1.3% chance the difference was due to just chance
What can account for the difference for the p-value in the trial?
- a true difference
- bias
- confounding factors
- random error (chance)
- all of the above
What the p-value does not tell us?
- if the difference is valid
- if the difference is clinically meaningful
- if the difference is real
- if the drug/therapy works
What is considered a statistically significant p=value?
p=0.05 (it’s arbitrary and by convention)
What is Confidence Interval?
-quantifies the uncertainty in measurement: a measure of the precession of the “effect estimate” from the study.
How is Confidence Interval usually reported as?
95% CI
In a very large number of repetitions of the study, 95% of all CIs obtained will contain the “true” value of the treatment effect in the population studied (assuming random sampling).
What studies need p-value and CI?
Those who are not studying the whole population.
What does the CI tell us?
the +/- of where the results might lay. we have a range but not an exact result.
The wider the range, the less we know for sure.
How do you decide if its clinically significant?
The magnitude of the difference - agreed before hand, and if you think it is.
Relative Risk Reduction (Relative numbers) (RRR)
Estimate of the percentage of baseline risk that is removed as a result of the new therapy. The problem with using RRR is that we cannot assess the actual effect size if the event rate in the control group is not known.
Useless unless you know the starting point. (a % of what?)
RRR Formula
(rate A - rate B) / rate A
or
ARR/rate A
ARR Formula
rate A - rate B
NNT
1/ARR
Absolute Risk Reduction (Absolute numbers) (ARR)
Risk difference.
The proportion of patients who are spared the adverse outcome as a result of having received the experimental rather than the control therapy.

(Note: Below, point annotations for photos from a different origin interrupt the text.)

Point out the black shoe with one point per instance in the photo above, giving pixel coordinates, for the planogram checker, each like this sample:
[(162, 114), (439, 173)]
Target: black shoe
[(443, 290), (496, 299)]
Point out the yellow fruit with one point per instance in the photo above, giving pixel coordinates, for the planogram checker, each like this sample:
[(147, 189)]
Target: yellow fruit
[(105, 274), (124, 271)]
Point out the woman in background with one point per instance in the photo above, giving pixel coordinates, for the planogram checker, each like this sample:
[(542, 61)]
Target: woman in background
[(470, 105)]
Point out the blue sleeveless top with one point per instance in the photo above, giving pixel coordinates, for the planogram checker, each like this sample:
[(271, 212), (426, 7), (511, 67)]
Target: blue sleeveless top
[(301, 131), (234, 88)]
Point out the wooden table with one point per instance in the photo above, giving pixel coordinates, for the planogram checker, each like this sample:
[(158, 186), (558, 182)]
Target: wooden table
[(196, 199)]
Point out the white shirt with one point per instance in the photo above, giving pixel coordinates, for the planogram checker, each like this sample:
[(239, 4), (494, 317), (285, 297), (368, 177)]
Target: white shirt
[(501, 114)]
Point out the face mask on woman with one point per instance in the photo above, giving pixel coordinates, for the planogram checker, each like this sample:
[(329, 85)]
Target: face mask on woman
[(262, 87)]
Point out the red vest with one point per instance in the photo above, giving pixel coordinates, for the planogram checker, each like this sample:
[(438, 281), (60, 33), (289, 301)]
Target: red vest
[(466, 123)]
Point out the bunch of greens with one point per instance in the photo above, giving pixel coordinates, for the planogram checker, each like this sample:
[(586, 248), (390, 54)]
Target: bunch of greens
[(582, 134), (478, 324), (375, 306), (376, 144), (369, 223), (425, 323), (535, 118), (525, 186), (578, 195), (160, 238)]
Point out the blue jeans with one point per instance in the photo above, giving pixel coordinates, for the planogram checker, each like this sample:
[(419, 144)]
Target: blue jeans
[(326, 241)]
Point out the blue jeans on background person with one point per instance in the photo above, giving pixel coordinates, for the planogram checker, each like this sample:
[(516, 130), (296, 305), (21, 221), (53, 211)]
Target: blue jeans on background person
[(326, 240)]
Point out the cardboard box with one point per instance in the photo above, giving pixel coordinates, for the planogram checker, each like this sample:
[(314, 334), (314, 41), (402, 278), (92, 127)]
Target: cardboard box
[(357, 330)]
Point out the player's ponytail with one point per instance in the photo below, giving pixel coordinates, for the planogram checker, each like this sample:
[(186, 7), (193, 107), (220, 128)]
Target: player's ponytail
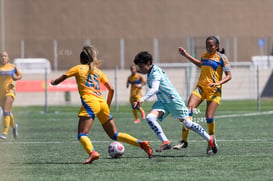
[(217, 43), (89, 57)]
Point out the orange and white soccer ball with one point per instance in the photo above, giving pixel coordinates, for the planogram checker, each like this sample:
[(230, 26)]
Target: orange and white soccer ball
[(116, 149)]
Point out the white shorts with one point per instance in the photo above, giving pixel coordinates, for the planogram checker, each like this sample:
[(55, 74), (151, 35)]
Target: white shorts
[(177, 109)]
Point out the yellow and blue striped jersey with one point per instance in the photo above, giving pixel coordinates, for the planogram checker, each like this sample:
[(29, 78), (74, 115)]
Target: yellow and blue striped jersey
[(88, 82), (135, 81), (7, 73), (212, 68)]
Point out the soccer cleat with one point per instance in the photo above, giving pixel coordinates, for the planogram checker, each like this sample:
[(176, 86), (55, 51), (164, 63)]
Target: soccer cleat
[(166, 145), (15, 131), (213, 145), (137, 121), (209, 150), (3, 136), (182, 144), (145, 145), (93, 156), (143, 115)]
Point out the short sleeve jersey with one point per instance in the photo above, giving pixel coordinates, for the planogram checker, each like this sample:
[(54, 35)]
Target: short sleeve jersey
[(212, 68), (166, 92), (7, 73), (88, 83), (135, 80)]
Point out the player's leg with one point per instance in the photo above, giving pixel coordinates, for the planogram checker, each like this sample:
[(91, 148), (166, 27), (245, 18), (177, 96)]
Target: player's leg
[(84, 126), (201, 132), (6, 120), (194, 102), (142, 112), (109, 127), (14, 126), (111, 130), (210, 111)]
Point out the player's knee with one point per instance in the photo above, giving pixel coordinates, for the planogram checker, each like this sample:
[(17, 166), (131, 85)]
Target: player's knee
[(150, 118), (187, 123), (210, 120), (81, 134), (6, 113), (115, 137)]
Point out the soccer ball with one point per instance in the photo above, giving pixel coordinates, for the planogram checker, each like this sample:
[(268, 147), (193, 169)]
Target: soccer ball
[(116, 149)]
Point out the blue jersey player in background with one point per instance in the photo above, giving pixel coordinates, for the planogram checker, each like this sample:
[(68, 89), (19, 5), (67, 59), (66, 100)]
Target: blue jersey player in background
[(168, 101)]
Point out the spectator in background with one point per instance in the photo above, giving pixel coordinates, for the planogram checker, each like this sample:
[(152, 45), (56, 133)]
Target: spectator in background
[(89, 77), (136, 81), (213, 64), (9, 73)]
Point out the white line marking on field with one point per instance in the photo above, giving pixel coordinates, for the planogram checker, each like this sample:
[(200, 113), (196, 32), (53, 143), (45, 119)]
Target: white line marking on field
[(100, 141), (245, 114)]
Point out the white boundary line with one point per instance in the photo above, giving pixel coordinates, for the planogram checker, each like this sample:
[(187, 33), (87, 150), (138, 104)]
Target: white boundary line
[(109, 141), (245, 114)]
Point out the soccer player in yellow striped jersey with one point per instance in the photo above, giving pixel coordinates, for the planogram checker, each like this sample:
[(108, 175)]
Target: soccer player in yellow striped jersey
[(136, 81), (9, 73), (213, 64), (89, 79)]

Number Needed to be Treated (NNT)
The number of patients you need to treat to prevent one additional bad outcome (death, stroke, etc.)
Numbers Needed to be Harmed (NNH)
How many patients must receive a particular treatment for 1 additional patient to experience a particular adverse outcome.
When is ARR/NNT/NNH calculated?
Only when the result is statistically significant.
What is an effect size (ES)?
The magnitude of effect of a treatment.
When effect size is important?
When looking at several options for treatment on a disease.